The War as Inner Experience
From Jünger, Ernst. Der Kampf als inneres Erlebnis. As reproduced in Fascism: A Reader, trans. Roger Griffin, ed. Roger Griffin (Oxford: Oxford University Press, 1995), 108-109.

Ernst Jünger (1895-1998) became famous in the interwar years as the outstanding chronicler of the Great War in Germany. In his diary, The War as Inner Experience (from which the following selection is taken), and his book The Storm of Steel, Jünger glorified the war experience and argued that the community of the trenches should serve as the basis for a new order. Although he never became a member of the Nazi Party and kept his distance from the regime, Jünger's sentiments echoed many of those expressed by Hitler.

 

There are moments when from above the horizon of the mind a new constellation dazzles the eyes of all those who cannot find inner peace, an annunciation and storm-siren betokening a turning-point in world history, just as it once did for the kings from the East. From this point on the surrounding stars are engulfed in a fiery blaze, idols shatter into shards of clay, and everything that has taken shape hitherto is melted down in a thousand furnaces to be cast into new values.
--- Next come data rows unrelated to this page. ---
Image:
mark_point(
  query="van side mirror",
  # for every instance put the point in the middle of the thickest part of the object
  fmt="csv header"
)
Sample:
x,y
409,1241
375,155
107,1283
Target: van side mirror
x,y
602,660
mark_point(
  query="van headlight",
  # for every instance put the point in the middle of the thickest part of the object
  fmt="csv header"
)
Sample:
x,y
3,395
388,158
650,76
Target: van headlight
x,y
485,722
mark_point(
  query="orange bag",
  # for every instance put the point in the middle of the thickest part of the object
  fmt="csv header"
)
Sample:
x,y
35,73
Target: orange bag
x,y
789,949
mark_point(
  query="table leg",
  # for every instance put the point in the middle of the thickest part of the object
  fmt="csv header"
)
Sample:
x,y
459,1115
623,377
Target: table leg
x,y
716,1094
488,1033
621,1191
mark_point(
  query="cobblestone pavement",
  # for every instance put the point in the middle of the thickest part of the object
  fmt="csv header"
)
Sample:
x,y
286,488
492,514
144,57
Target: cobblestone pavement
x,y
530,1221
The waves of such an age are surging around us from all sides. Brain, society, state, god, art, eros, morality: decay, ferment--resurrection? Still the images flit restlessly past our eyes, still the atoms seethe in the cauldrons of the city. And yet this tempest too will ebb, and even this lava stream will freeze into order. Every madness has always disintegrated against a grey wall, unless someone is found who harnesses it to his wagon with a fist of steel.

Why is it that our age in particular is so overflowing with destructive and productive energies? Why is this age in particular so pregnant with such enormous promise? For while much may perish in the feverish heat, the same flame is simultaneously brewing future wonders in a thousand retorts. A walk in the street, a glance in the newspaper is enough to conform this, confounding all the prophets.
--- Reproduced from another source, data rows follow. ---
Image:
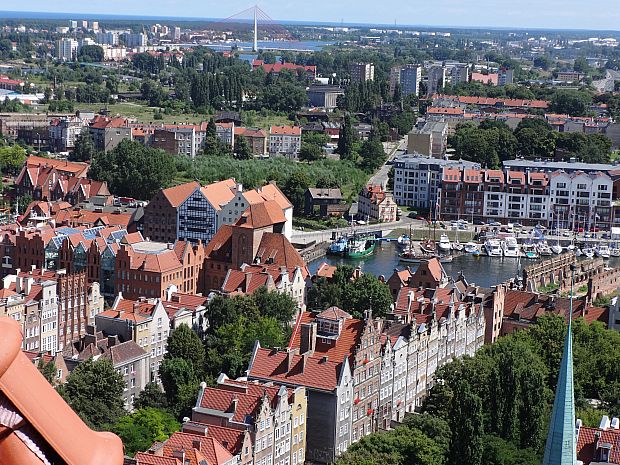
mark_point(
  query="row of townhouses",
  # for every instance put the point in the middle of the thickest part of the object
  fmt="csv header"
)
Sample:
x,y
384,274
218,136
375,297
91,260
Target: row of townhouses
x,y
568,194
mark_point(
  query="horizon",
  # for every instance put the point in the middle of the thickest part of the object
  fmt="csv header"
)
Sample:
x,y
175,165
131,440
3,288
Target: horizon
x,y
445,14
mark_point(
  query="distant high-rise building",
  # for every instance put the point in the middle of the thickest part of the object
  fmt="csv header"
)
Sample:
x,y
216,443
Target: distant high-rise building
x,y
108,38
506,76
436,79
460,74
66,49
361,72
410,77
135,40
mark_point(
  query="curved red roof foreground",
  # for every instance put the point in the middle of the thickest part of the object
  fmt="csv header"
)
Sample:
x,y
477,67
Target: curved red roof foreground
x,y
50,426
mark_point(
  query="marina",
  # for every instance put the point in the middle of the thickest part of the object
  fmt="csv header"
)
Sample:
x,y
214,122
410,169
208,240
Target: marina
x,y
493,262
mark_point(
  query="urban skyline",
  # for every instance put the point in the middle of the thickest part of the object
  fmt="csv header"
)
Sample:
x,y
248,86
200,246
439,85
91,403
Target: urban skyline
x,y
551,14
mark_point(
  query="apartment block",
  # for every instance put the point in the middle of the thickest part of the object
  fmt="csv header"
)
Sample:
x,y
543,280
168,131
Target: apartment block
x,y
408,77
129,360
570,200
285,140
361,72
417,179
108,132
376,204
66,49
144,323
274,416
436,79
430,139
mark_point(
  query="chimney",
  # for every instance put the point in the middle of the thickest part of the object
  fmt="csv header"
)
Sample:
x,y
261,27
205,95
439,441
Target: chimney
x,y
289,359
179,454
308,338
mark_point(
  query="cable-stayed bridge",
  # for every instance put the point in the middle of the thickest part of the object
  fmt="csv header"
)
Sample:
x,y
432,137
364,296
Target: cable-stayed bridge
x,y
260,23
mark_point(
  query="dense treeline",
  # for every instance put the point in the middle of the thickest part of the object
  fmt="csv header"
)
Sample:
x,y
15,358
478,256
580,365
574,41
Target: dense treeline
x,y
494,408
492,142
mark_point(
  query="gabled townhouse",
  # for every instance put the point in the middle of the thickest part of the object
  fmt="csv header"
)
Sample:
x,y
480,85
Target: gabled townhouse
x,y
65,314
249,278
108,132
274,416
145,323
256,139
76,190
270,192
285,141
237,441
255,239
38,176
376,204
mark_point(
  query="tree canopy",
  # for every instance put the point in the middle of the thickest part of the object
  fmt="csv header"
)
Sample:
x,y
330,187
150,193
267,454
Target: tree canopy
x,y
94,390
133,170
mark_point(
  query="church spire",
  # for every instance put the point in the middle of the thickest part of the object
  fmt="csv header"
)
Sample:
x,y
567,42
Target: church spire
x,y
561,446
It is War which has made human beings and their age what they are. Never before has a race of men like ours stridden into the arena of the earth to decide who is to wield power over the epoch. For never before has a generation entered the daylight of life from a gateway so dark and awesome as when they emerged from this War. And this we cannot deny, no matter how much some would like to: War, father of all things, is also ours; he has hammered us, chiselled and tempered us into what we are. . . .

As sons of an age intoxicated by matter, progress seemed to us perfection, the machine the key to godliness, telescopes and microscopes organs of enlightenment. Yet underneath the ever more polished exterior, beneath all the clothes in which we bedecked ourselves, we remained naked and raw like men of the forest and the steppes.
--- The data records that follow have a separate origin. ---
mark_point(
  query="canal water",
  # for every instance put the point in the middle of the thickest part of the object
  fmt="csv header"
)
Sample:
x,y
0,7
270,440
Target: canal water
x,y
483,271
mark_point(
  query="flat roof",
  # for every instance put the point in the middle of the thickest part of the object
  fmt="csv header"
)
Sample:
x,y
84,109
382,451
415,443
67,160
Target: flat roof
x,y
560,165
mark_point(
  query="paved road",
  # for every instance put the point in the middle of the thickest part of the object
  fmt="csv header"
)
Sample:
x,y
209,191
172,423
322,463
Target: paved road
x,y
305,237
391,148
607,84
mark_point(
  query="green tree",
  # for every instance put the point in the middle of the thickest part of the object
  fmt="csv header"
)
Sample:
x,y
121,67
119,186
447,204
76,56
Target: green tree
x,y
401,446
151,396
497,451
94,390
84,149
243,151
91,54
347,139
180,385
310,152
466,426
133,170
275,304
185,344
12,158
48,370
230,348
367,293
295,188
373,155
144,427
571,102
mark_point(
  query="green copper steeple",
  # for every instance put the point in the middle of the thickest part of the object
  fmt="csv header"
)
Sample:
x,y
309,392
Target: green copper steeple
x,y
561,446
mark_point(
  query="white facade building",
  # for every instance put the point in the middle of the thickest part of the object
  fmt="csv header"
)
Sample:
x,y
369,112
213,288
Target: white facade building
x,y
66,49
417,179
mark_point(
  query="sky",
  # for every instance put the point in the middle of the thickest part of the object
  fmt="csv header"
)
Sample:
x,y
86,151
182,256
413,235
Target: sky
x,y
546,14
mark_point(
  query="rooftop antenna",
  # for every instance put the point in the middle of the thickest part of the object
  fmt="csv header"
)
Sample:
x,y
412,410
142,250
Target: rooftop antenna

That showed itself when the War ripped asunder the community of Europe, when we confronted each other in a primordial contest behind flags and symbols which many sceptics had long mocked. Then it was that, in an orgy of frenzy, the true human being made up for everything he had missed. At this point his drives, too long pent up by society and its laws, became once more the ultimate form of reality, holiness, and reason. . . .

What actually went on? The carriers of War and its creatures, human beings, whose lives had to lead toward War and through Him, were flung into new paths, new goals. This is what we were to Him, but what was He to us? That is a question which many now seek to ask.